Sponsored by leading packaging automation providers Syntegon, FANUC, Festo and igus, the timely discussion highlighted the emergence of a game-changing new narrative in the manufacturing business that rarely featured so prominently in most conversations about automation before the outbreak of the global COVID-19 pandemic in the spring of 2020.

Whereas the need to replace manual labour on production and packaging line used to be cited as a key raison d’être and end goal in and of itself in pre-pandemic days, the severe labour shortages across many manufacturing industries prompted by the pandemic have made the imperative to automate an increasingly urgent priority for manufacturers large and small—in virtually every industrial sector and segment.

In addition, the hybrid roundtable discussion—featuring in-person and online Zoom-connected participants—reflected on the growing importance of industrial automation as a means of reducing the manufacturing industry’s environmental footprint in light of increasingly vocal calls for action to address global climate change.

Using the aforementioned PMMI report as the backdrop to launch the discussion, PMMI’s vice-president of industry services Tom Egan cautioned that some of the report’s findings were based on responses received before the end of the pandemic, thereby leaving a certain margin of ambiguity for some specific questions and responses.

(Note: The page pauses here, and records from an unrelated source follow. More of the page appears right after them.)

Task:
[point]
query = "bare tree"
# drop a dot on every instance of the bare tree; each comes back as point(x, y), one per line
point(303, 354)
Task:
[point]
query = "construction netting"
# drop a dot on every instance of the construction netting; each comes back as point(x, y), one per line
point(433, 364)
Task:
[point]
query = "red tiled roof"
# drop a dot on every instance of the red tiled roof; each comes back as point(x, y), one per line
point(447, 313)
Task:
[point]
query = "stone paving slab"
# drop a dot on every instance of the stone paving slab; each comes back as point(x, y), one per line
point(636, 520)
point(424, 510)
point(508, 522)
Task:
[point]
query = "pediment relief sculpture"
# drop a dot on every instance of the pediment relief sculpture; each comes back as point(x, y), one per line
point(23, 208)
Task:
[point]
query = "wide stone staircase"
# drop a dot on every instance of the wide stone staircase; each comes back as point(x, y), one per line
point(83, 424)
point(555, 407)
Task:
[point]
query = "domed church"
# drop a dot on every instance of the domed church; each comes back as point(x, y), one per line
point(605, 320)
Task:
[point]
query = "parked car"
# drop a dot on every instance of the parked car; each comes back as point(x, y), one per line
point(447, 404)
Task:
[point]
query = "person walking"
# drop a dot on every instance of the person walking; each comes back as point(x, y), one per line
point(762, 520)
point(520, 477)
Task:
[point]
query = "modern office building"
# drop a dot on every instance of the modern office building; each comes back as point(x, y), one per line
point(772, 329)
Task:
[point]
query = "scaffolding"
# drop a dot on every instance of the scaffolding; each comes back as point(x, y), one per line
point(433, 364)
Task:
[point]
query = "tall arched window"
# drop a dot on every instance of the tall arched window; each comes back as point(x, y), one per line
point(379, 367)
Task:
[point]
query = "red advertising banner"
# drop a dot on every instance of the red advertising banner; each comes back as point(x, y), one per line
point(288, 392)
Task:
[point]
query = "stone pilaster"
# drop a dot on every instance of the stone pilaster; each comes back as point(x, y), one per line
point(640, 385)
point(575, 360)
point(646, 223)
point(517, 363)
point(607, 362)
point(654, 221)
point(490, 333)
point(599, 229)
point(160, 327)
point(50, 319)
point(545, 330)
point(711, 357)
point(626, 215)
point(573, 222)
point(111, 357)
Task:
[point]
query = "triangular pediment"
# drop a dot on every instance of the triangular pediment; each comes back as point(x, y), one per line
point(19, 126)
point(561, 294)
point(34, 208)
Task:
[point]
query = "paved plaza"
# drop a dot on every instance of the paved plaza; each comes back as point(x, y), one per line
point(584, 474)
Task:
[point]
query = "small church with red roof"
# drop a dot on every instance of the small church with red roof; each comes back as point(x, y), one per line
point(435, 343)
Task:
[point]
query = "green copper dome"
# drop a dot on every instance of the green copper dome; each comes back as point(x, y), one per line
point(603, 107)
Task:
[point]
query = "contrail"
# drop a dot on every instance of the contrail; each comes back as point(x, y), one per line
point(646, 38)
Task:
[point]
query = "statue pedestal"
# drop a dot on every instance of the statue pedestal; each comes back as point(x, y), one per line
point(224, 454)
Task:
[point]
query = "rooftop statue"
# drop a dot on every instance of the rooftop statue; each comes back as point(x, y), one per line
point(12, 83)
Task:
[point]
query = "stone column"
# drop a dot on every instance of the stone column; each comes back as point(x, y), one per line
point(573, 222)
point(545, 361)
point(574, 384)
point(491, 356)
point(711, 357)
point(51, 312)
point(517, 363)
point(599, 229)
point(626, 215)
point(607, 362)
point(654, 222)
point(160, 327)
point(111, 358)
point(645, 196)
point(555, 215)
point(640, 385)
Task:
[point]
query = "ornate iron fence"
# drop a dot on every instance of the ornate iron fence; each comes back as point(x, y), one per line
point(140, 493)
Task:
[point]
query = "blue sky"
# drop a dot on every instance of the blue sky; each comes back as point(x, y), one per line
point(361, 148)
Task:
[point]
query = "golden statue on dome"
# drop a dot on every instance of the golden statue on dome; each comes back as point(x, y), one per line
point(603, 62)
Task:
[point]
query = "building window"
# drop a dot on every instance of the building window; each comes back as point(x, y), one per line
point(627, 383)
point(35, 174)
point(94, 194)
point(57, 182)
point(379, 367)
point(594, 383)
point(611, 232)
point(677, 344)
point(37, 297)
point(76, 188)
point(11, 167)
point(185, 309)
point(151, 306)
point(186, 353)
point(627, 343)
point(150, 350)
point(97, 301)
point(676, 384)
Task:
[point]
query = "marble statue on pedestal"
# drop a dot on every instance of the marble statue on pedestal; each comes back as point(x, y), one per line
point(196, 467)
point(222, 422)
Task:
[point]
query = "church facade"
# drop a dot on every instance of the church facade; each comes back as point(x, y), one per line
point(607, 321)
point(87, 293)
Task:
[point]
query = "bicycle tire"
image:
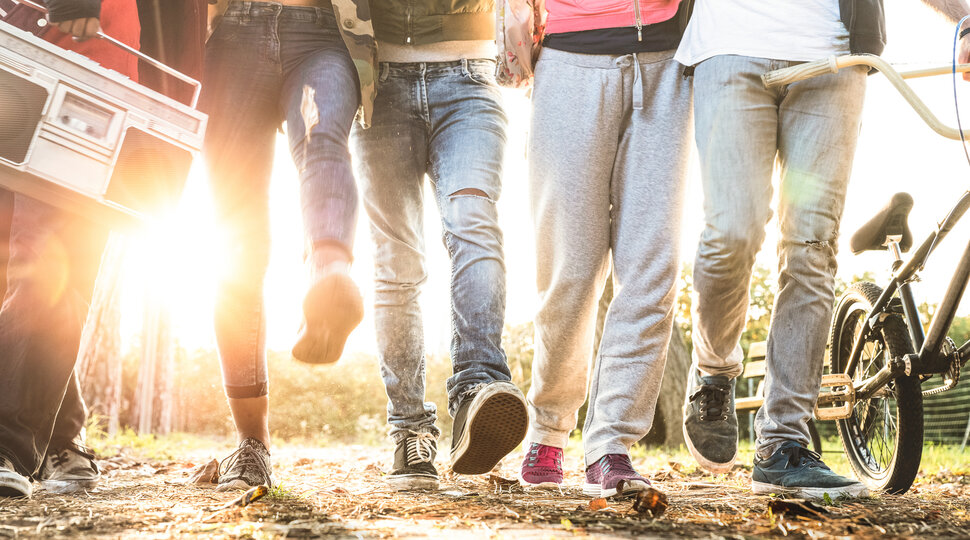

For the most part, though, the report’s finding were largely in tune with what PMMI was expecting and researching over the last couple of years, according to Egan.

“It is not surprising that the highest areas of automation focus predominate in the packaging and processing areas at consumer packaged goods firms,” said Egan, noting that 55 per cent of the respondents cited these two areas as the most viable candidates for continued automation.”

According to Egan, processing and packaging functions appear to be getting the bulk of automation investment allocation because that’s where many companies feel most comfortable to bring in new automation.

But such familiarity and comfort levels drop significantly (13 per cent) when it comes to automating their distribution, warehousing and fulfillment operations, noted Egan, with less than a third of respondents (31 per cent) agreeing that both upstream areas present good opportunities for further automation.

As the PMMI survey reveals, many of the secondary and tertiary production processes related to warehousing and inventory management are still relying on manual methods of operation to a surprisingly high extent.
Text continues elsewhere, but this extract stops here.